Clara A. B. Joseph

Clara Joseph’s poetry has appeared in the Toronto Review, Mother Earth International, Prosopisia: An International Journal of Poetry & Creative Writing, Canadian Women’s Studies, the Journal of Postcolonial Writing, Transnational Literature, the Journal of Feminist Studies in Religion, and Literature and Aesthetics. Her debut book of poetry, The Face of the Other (A Long Poem) (2016), was published by Interactive Publications, Brisbane. Joseph is the author of several academic articles and book chapters. Her book, The Agent in the Margin: Nayantara Sahgal’s Gandhian Fiction (Wilfred Laurier UP, 2008), was nominated by the Writers’ Guild of Alberta for the Wilfred Eggleston Award for Non-Fiction Prize. It also won a national Aid to Scholarly Publications Program, Canada. Her edited books include, Global Fissures: Postcolonial Fusions (Rodopi, 2006), Theology and Literature: Rethinking Reader Responsibility (Palgrave Macmillan 2006), and special issues of the journal World Literature Written in English – The Postcolonial and Globalisation (2002) and Rethinking the Postcolonial and Globalisation (2002).
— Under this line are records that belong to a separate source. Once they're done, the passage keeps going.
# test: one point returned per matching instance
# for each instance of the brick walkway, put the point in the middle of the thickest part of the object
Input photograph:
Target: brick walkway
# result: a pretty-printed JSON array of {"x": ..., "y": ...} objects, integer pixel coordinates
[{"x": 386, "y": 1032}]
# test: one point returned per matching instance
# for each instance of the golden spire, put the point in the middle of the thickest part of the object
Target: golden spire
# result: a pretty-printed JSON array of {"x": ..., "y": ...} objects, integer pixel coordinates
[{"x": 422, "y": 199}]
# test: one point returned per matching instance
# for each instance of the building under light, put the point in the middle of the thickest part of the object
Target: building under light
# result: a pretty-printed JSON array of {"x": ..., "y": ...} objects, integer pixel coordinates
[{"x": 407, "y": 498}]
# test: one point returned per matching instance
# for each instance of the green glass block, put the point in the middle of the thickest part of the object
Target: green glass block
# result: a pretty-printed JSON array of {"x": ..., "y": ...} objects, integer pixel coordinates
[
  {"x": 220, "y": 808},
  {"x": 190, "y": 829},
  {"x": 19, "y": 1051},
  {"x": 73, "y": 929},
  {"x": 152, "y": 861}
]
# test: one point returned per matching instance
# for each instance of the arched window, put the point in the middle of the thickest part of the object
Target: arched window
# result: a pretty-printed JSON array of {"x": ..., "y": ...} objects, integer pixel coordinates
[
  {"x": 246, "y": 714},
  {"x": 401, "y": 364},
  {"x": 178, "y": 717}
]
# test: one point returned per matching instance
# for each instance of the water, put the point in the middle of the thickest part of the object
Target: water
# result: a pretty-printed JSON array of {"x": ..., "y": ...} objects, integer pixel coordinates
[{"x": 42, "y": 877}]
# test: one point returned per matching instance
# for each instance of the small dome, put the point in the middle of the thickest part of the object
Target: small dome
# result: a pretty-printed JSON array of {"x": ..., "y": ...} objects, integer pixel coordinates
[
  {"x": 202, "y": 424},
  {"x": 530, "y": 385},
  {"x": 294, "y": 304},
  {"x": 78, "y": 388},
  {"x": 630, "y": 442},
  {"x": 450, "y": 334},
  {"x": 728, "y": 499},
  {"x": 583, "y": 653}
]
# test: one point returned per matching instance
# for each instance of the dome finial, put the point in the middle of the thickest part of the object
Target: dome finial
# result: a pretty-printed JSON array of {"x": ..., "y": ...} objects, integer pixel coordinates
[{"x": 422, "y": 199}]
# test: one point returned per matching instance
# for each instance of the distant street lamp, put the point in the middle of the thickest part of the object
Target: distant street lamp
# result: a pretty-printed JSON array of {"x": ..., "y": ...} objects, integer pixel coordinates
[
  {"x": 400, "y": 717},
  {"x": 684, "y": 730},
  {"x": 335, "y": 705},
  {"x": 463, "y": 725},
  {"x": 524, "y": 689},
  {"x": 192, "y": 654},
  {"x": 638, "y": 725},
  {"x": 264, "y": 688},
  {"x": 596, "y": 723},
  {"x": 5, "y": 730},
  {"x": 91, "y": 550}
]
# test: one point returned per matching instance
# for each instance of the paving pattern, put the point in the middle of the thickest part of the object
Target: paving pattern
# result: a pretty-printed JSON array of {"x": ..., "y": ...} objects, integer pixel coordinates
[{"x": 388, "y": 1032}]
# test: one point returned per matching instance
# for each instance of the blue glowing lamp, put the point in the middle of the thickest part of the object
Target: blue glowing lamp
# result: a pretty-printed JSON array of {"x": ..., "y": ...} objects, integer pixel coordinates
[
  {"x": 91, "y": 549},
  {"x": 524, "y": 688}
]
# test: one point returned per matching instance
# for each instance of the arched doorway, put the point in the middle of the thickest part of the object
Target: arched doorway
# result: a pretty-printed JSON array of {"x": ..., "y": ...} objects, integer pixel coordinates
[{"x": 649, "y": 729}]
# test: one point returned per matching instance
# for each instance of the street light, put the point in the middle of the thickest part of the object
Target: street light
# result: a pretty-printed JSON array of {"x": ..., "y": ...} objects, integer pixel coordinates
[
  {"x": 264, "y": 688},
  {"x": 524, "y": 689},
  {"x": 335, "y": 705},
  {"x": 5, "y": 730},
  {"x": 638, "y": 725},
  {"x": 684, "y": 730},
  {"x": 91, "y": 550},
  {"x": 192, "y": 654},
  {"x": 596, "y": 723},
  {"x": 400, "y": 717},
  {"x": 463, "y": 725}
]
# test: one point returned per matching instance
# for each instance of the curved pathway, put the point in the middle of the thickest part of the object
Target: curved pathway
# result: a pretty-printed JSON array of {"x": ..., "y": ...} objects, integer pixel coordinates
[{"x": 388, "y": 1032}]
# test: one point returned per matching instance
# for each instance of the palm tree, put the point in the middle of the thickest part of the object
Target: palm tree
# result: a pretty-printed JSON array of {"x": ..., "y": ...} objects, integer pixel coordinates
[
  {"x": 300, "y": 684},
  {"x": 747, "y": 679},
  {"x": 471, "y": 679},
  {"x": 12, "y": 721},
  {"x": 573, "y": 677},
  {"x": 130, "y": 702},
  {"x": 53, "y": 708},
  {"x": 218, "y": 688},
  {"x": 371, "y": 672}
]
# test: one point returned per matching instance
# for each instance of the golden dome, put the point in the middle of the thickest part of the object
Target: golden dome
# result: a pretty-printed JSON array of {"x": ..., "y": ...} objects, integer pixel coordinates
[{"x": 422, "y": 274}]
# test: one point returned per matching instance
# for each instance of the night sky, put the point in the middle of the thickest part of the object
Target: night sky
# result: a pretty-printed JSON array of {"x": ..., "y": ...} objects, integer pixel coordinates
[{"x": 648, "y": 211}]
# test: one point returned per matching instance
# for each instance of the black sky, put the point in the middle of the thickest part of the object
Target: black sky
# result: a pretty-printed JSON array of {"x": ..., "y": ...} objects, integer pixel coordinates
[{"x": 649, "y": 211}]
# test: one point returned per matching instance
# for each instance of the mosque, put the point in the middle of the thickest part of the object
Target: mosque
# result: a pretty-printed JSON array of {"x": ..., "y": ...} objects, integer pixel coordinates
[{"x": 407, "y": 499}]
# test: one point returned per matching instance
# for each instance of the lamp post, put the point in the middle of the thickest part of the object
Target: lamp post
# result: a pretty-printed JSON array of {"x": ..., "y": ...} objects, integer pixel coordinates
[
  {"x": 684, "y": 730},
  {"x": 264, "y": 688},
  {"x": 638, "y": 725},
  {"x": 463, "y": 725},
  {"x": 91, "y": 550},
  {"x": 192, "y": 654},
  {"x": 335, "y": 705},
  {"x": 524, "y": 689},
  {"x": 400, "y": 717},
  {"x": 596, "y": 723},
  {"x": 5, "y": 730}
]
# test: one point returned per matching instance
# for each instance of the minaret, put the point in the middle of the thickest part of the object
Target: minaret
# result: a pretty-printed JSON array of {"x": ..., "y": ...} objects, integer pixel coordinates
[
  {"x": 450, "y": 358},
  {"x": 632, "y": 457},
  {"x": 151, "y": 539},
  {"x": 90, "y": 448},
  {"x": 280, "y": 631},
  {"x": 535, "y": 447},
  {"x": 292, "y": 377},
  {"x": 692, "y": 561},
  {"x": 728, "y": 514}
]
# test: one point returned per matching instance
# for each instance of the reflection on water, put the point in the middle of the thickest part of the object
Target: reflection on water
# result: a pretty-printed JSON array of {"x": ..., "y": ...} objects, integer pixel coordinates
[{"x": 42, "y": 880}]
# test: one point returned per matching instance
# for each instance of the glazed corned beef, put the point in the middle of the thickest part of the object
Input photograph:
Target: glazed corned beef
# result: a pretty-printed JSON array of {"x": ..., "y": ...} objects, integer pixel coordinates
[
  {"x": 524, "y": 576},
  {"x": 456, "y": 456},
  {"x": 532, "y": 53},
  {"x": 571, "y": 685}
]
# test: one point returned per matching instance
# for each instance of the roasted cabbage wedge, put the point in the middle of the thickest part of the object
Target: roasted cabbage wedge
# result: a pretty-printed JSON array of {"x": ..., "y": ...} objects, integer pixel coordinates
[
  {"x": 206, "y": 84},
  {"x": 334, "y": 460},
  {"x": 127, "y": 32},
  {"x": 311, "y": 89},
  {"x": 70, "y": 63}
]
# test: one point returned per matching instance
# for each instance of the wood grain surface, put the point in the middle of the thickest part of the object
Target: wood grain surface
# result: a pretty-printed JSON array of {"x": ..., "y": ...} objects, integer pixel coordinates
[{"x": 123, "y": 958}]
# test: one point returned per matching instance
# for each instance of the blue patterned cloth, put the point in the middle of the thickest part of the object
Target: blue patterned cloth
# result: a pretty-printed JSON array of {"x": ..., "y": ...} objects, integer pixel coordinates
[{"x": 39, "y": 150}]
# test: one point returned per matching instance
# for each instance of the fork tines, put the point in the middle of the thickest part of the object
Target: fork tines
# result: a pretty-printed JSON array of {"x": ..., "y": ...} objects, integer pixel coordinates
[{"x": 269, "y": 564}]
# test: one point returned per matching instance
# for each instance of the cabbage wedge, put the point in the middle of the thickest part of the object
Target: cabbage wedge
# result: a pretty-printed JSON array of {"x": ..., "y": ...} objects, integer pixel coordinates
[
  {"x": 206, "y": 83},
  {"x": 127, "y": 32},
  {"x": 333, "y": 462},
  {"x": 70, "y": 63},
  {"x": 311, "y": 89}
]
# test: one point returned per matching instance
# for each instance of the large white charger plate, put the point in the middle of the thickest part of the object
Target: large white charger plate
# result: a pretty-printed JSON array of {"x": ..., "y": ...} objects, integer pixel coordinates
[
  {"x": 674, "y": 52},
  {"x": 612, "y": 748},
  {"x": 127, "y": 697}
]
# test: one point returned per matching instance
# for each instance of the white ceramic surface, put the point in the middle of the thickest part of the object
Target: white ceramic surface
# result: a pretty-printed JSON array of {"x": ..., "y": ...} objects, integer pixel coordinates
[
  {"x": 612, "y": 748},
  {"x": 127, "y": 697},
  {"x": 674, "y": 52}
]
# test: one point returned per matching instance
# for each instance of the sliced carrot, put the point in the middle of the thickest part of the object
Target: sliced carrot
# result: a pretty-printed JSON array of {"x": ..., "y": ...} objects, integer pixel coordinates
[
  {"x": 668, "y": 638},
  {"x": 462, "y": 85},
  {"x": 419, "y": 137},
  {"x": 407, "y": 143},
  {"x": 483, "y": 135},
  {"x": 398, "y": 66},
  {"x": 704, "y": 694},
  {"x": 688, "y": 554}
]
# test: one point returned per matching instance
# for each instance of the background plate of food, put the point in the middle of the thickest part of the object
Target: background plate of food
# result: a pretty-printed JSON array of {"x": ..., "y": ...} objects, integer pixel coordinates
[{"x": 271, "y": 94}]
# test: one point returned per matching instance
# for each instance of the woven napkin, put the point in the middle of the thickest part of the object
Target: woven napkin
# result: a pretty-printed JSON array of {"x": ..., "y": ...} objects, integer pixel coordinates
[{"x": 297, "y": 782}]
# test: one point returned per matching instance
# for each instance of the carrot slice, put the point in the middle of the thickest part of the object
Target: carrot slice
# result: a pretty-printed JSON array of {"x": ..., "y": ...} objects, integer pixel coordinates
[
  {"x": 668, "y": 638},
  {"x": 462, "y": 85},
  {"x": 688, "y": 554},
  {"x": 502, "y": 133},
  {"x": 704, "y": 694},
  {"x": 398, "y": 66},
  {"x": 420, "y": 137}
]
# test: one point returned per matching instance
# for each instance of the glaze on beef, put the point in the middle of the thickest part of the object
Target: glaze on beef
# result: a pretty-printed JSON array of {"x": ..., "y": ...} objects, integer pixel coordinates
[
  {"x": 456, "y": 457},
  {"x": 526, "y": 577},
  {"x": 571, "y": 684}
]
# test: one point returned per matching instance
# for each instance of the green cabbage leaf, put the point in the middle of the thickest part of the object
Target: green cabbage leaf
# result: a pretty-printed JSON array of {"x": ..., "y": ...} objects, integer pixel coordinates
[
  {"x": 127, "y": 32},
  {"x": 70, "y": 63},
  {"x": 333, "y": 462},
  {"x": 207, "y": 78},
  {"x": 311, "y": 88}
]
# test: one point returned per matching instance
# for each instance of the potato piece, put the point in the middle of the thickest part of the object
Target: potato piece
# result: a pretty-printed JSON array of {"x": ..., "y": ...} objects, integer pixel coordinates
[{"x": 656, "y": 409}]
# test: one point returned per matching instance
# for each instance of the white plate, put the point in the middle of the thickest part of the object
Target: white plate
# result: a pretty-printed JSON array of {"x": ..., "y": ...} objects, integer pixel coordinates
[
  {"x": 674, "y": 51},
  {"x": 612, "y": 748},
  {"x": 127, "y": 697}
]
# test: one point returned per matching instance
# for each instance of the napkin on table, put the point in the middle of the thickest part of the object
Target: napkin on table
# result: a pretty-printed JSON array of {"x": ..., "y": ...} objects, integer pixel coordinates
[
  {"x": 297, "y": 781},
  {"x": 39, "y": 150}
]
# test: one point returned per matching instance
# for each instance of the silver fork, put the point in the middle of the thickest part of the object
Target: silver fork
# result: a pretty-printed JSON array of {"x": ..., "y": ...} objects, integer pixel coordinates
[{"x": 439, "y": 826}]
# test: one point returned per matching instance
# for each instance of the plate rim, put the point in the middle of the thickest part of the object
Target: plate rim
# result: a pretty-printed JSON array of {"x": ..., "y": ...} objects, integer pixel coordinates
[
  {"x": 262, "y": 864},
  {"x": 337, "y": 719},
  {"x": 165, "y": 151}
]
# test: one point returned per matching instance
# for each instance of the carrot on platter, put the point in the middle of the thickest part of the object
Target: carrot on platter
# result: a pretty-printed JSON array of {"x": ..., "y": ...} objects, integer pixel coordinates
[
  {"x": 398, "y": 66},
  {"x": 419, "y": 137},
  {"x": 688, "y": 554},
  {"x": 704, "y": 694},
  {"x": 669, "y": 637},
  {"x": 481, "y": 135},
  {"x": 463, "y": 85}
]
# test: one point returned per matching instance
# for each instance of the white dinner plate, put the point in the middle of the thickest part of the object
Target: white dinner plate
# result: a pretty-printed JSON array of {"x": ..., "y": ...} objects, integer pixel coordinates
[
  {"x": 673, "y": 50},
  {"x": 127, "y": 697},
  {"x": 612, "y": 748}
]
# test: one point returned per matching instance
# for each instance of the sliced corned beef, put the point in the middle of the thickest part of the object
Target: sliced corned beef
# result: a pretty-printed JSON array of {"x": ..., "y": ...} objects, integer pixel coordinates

She has a PhD in English from York University and is an associate professor of English and an adjunct associate professor of Religious Studies at the University of Calgary.
Sample
Nothing Outside
Il n’y a rien hors du texte.
– Jacques Derrida
There is nothing outside,
Absolutely nothing
Noticeable outside;
Nothing standing, there,
Looking back from the outside;
No one coming, none disappearing;
No sun hidden within
A shadow;
No one bending, not
One sitting,
None moving as if to
Lie;
No rancid corpse
Stretched
Out
To be eaten;
No whiff of wolves prowling, no cursing serpent
Lying,
None there to quickly strike
A heel,
Or steal;
None camouflaged out there,
No one to lay
A hand,
Kill,
Nor one who can redeem;
Nothing whatsoever
There:
Descartes’ Lover
Cogito ergo sum.
– Rene Descartes
The lover caresses her own rising
womb, and displays the twitching nerve’s
rhythmic pulse to her determining will;
and dreams lap in the dark.
She too is caught
in a hushed presence.
She puts one foot forward, releases
the other of the burden
in an unerring balancing act
of a sailor treading on sea. Exhausted
she becomes salt, forever
beckoning her beloved.
The one who looks is never transformed
into stone; the hero’s mirror will be smashed
into smithereens by her love. She is a goddess
sweating a river. She is you
and me, turning transparent
into water. The wave that dashes, sprinkles
a thousand drops, scatters,
dazzles; captures the rainbow shuddering
in each tiny tear that she gathers
into a single tsunami. She is black
Saraswati, pretty with a book and a guitar
rolling toward him
with the gentle
swish of thoughts draped
over one shoulder, revealing
the cleavage of her soul;
she is the one who rushes seismic
to him with nerves, with
eyes and hands.
Metaphysics for Derrida
The center is not a fixed locus but a function, a sort of non-locus in which an infinite number of sign-substitutions came into play.
– Jacques Derrida
This space bustling
With men, women, and children
Gathered to hear, they said, a ghazal.
A what? I asked, then came with them,
Came along to see such performance
(to know what I did not know
knowing not what they knew).
Derrida began with a salaam,
Met with deafening applause
From men, women, children,
Continued on a deep note
Sustained to its dire end,
While I twisted and turned,
My poor legs threatening to go
To sleep, and I myself followed.
I startled awake to Wah! Wah!
And heavy thumping on my back.
I challenged him then and there,
To which my neighbor quoted,
in a trance:
“The center is not the center!”
Followed with yet another Wah!
Where did the center go? I asked,
Struggling to wake my legs.
The crow stole it, offered his son,
The one who had been watching
Me dream-up their performance.
Sshh! his mother said,
You know there is no crow.
Wow! I said, Wow! Wow! Wow!
IP (Interactive Publications Pty Ltd)
It is impossible to read Clara Joseph’s The Face of the Other without being touched profoundly by its beauty and pain, love and hurt, by the awful predicament of a sensitive vulnerability at once broken and yet still hopeful. What comes through these enchanting words is a deep compassion, eyes open, bloodied, yet reaching out.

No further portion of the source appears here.